Steps You Can Take To Losing Weight Without Exercise


There are many reasons for wanting to lose weight, and while all of them are valid for everyone, not many people can be or stay motivated to achieve it. It’s absolutely fine to want to look a certain way or to fit into your favourite outfit confidently, but it’s also important to keep in mind that losing weight is much more than that – it’s about feeling well and great for all the things you wish to do.

Everyone deserves to feel happy and full of energy, but sometimes our hectic lives can get in the way of us taking the time to give ourselves that little boost of active living to lose weight. That’s where we come in. In the article below, we’ll share a handful of small but impactful habits that you can incorporate into your life without having to exercise.

Follow these tips, and you may know how to lose weight without exercising in Singapore.

1. Hydration Is Your Top Priority 

An essential component of maintaining good health is keeping your body hydrated at all times. It’s a reliable and trusted advice that many fitness experts and even doctors have shared; drinking enough water every day can help you lose weight in the long term. Always hydrate yourself before meals and after you do physical activities.

When you’re lacking in hydration, your body may confuse hunger with thirst. So, increasing your fluid intake can have a significant impact on the amount of food you eat in a day. Additionally, you can have an easier time developing a healthy hydration habit if you keep a water bottle within reach, so you can also substitute your coffee, tea, and carbonated drinks with H2O.

What’s more, you can also eat more water-rich foods like cucumber, melons, and citrus fruits. Aside from drinking water, eating water-rich foods enables your body to identify visual cues that can affect satiety. It’s a neat trick to tell your body that you’re not hungry anymore!

2. Use Healthier Cooking Oil & Reduce Oil When Cooking 

Cooking oil is essential in almost every meal we prepare, and using healthier alternatives such as olive oil, coconut oil, or soybean oil can be beneficial still as it has a lower calorie content while still infusing our food with flavour.

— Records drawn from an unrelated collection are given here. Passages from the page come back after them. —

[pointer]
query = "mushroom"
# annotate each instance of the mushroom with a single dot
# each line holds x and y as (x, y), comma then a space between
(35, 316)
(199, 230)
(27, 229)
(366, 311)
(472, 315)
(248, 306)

It may seem like a minor thing, but you’d be surprised at how healthier your meals can be over time.

Take it one step further and consider reducing the amount of oil that you use, even if it’s the healthier alternatives since using less oil is directly better than simply just switching to a healthier option.

3. Portion Control is Essential 

Portion control plays a vital part in helping you to lose weight without exercise in Singapore. A good way to do this is to read the nutrition labels on your food when you are grocery shopping and pay extra attention to your serving sizes in your meals. Doing this will help you to cut down on calories, which in turn, can help you to shed those pesky kilogrammes.

4. Commit to a Consistent Sleeping Schedule

Many scientific studies have found that the amount of sleep you get is directly linked to your cravings. A person with less than eight hours of sleep can have their Ghrelin hormone levels raised by 15%, and Ghrelin is the hormone that is responsible for appetite and body weight.

Getting enough sleep by committing to a consistent sleeping schedule will also enable you to feel energised without depending on unhealthy sources of energy like sugar and simple carbohydrates. Regulating your Circadian rhythms by sleeping and waking up at the same time every day is essential in assisting you with the weight loss effort.

5. Incorporate More Natural Movement

As opposed to dedicating a chunk of your time to a gym session, incorporating natural movement can be done in your daily routine. For example, you can increase the steps you take every day by taking a quick walk during your lunch break, taking the stairs instead of the elevator, and intentionally taking timed breaks regularly to stretch and move about.

These small changes may seem ineffective but they can contribute a significant amount accumulatively and if you do it as a steady habit.